PostgreSQL File System Tuning

Overview

This article covers some basic recommended setting for files system tuning in Linux to get some additional performance when running a Postgresql Database.

File System (EXT4)

I most commonly use CentOS (Currently 6.x versoins) as my go to operating system, because of this I'm going to focus on EXT4. Though some other choices are XFS used for some very large databases and some considered less stable JFS,ReiserFS, BTRFS. Its important to note for Postgersql some bugs involving FSYNC handling were not fully corrected until kernel 2.6.31.8/2.6.32.1. Kernel 2.6.32 is the first version that includes an ext4 version that should be considered safe for production Postgresql databases. From the Postgresql perspective the main improvement over EXT3 is EXT4's better handling of write barriers and FSYNC operations.

Read-Ahead Tuning

This feature results in asking for blocks form the disk ahead of the application requesting them. You can check your current read-ahead using the blockdev command, either for a single drive or with a summary for all drives, RAID devices, and logical volumes. The default is 256 for regular drives, and may be larger for software RAID devices. The units here are normally 512 bytes, making the default value equal to 128KB of read-ahead.

blockdev --getra /dev/sda
blockdev --report

The normal properly tuned range on modern hardware normally works out to be 4096 to 16384. You can make the change via the blockdev command. Unfortunatley, read-ahead needs to be set for each drive on your system. It's usually handled by putting a blockdev adjustement for each device in rc.local boot script.

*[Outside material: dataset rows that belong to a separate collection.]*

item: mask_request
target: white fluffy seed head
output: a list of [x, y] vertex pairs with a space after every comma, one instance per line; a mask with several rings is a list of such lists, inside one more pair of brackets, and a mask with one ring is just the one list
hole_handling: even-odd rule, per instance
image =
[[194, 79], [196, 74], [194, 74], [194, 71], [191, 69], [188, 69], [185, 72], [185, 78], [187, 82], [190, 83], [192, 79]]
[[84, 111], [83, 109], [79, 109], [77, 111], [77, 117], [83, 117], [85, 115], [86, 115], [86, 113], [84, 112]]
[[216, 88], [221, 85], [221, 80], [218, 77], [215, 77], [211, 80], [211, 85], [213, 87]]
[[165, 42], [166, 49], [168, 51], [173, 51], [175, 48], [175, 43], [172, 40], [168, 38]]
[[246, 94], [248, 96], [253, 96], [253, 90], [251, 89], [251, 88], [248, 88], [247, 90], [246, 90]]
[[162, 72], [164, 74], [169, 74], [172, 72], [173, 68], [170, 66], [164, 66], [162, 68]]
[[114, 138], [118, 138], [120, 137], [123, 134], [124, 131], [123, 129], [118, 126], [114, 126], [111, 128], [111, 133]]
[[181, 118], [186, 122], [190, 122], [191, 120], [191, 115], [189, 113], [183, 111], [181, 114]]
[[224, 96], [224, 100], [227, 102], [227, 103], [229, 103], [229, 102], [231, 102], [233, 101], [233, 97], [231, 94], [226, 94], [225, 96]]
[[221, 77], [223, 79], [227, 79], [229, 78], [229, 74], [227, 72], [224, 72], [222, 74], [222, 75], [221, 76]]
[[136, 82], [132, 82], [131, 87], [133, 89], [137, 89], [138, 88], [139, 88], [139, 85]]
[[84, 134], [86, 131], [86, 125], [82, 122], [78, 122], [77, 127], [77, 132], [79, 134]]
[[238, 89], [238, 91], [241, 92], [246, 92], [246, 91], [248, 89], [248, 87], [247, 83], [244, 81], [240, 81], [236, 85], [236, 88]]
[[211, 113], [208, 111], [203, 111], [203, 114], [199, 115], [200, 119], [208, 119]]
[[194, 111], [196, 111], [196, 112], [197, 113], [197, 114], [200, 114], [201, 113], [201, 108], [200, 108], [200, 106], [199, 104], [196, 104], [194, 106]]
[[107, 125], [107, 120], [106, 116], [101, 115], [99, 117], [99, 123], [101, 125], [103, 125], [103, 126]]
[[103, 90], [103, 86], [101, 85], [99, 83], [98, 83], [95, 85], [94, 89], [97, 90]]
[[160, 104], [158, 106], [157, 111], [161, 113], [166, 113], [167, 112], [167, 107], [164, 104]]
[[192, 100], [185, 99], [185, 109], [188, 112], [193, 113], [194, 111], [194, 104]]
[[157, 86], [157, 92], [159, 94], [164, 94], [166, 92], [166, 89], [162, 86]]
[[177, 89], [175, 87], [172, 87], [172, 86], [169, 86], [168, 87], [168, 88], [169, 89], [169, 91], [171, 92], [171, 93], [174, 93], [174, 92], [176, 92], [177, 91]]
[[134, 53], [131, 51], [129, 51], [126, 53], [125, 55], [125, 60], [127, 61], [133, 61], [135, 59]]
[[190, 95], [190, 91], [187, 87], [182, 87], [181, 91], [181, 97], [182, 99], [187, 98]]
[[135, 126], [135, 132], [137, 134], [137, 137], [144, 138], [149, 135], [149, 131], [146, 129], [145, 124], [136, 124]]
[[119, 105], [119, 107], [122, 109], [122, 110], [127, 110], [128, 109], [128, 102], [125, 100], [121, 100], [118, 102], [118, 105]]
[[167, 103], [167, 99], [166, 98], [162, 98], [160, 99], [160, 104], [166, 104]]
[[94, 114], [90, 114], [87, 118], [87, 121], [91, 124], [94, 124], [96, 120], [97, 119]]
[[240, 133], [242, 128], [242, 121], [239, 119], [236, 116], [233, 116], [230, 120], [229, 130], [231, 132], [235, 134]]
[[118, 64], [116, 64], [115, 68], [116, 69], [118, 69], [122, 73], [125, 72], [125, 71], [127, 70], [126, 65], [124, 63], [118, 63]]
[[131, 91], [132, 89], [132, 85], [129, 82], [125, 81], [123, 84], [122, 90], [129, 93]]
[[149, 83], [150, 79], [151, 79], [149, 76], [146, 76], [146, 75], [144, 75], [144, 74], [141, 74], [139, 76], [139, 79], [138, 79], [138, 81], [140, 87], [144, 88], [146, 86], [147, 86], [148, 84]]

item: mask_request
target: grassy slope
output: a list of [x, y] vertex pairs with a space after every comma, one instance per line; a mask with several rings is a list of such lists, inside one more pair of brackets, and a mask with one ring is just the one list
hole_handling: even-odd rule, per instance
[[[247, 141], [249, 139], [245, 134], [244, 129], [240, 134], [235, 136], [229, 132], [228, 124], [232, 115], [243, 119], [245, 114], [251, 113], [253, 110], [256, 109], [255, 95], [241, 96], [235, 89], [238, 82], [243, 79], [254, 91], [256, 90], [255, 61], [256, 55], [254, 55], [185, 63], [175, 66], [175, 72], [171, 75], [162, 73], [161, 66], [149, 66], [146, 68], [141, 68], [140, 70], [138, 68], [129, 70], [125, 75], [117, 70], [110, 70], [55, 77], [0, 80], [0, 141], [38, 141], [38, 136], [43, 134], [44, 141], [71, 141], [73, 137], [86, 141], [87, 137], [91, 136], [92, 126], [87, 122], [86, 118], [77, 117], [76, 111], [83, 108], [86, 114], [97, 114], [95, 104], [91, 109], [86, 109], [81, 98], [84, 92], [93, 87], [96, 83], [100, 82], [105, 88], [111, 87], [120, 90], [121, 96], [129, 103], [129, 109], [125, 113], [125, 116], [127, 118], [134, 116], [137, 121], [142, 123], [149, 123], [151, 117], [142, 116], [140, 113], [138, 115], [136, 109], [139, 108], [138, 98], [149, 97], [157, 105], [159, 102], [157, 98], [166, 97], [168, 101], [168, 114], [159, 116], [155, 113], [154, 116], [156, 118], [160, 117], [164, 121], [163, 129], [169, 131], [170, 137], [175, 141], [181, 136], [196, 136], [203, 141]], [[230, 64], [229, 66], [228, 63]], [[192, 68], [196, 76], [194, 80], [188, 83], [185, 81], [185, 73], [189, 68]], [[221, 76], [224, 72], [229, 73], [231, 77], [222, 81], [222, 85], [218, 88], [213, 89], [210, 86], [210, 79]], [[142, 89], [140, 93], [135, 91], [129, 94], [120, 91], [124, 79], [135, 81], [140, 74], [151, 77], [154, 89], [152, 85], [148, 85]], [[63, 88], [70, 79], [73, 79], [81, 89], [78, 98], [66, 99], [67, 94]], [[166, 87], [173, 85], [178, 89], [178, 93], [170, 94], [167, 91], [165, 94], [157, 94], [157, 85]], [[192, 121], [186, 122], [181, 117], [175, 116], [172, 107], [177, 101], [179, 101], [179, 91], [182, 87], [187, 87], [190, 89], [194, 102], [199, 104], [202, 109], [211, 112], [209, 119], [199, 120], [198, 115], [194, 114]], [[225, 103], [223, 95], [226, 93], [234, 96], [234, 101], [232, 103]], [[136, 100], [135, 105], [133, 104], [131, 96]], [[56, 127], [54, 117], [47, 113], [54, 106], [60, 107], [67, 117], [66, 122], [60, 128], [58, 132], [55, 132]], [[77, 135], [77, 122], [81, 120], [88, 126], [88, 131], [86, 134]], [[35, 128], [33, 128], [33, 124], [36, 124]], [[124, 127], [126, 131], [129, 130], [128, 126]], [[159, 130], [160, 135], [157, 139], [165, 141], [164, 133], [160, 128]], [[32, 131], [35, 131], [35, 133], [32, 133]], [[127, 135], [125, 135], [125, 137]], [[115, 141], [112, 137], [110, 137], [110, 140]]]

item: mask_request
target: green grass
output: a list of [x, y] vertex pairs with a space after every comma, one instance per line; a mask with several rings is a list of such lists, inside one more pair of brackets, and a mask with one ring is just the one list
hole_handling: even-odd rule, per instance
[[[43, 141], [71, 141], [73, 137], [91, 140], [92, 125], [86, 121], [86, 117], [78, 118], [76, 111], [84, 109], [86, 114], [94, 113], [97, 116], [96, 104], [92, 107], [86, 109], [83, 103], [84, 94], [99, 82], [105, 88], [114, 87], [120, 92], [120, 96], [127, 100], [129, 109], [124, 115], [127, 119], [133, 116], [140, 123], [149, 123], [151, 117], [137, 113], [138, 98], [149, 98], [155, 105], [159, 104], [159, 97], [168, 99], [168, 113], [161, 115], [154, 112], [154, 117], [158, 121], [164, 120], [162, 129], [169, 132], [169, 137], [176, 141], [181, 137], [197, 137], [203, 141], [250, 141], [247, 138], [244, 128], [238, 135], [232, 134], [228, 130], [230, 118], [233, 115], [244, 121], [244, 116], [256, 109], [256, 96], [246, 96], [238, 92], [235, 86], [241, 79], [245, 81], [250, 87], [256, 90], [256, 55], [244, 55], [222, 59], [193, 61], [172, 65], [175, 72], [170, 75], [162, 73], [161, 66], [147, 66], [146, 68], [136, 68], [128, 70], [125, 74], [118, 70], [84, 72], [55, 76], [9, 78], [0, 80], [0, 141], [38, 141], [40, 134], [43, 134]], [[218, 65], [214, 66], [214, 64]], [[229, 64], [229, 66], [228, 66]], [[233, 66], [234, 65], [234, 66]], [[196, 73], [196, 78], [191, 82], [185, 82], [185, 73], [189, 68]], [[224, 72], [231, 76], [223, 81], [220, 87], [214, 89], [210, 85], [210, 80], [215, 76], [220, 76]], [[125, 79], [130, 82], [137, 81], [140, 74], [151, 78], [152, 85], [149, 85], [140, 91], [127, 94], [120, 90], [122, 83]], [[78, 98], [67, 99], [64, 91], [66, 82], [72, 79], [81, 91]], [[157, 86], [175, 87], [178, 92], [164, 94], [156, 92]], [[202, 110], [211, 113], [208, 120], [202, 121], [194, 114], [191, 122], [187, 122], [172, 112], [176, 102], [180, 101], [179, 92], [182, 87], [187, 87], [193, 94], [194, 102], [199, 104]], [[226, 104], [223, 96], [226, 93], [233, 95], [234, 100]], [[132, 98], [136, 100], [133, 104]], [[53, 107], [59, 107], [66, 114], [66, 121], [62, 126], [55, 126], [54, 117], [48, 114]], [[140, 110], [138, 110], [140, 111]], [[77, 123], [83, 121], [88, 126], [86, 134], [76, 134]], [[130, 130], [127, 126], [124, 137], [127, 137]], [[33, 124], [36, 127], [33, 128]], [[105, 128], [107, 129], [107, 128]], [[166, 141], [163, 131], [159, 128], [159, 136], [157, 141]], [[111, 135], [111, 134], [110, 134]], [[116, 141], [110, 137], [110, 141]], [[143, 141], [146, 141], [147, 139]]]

blockdev --setra 4096 /dev/sda

If you run bonnie++ with a few read-ahead values, you should see the sequential read numbers increase as you tune upwards, eventually leveling off. On smaller disk arrays or single drives, the difference may not be large. Using this amount of read-ahead is necessary to reach full speed on a larger disk array.

File Access Time Tuning

Each time you access a file in Linux, a file attribute called the file's last access time (atime) is updated. You can disable this on the database volume by adding noatime to the volume mount options in /etc/fstab. Note that setting noatime disables both nodiratime and relatime levels of access time udpates.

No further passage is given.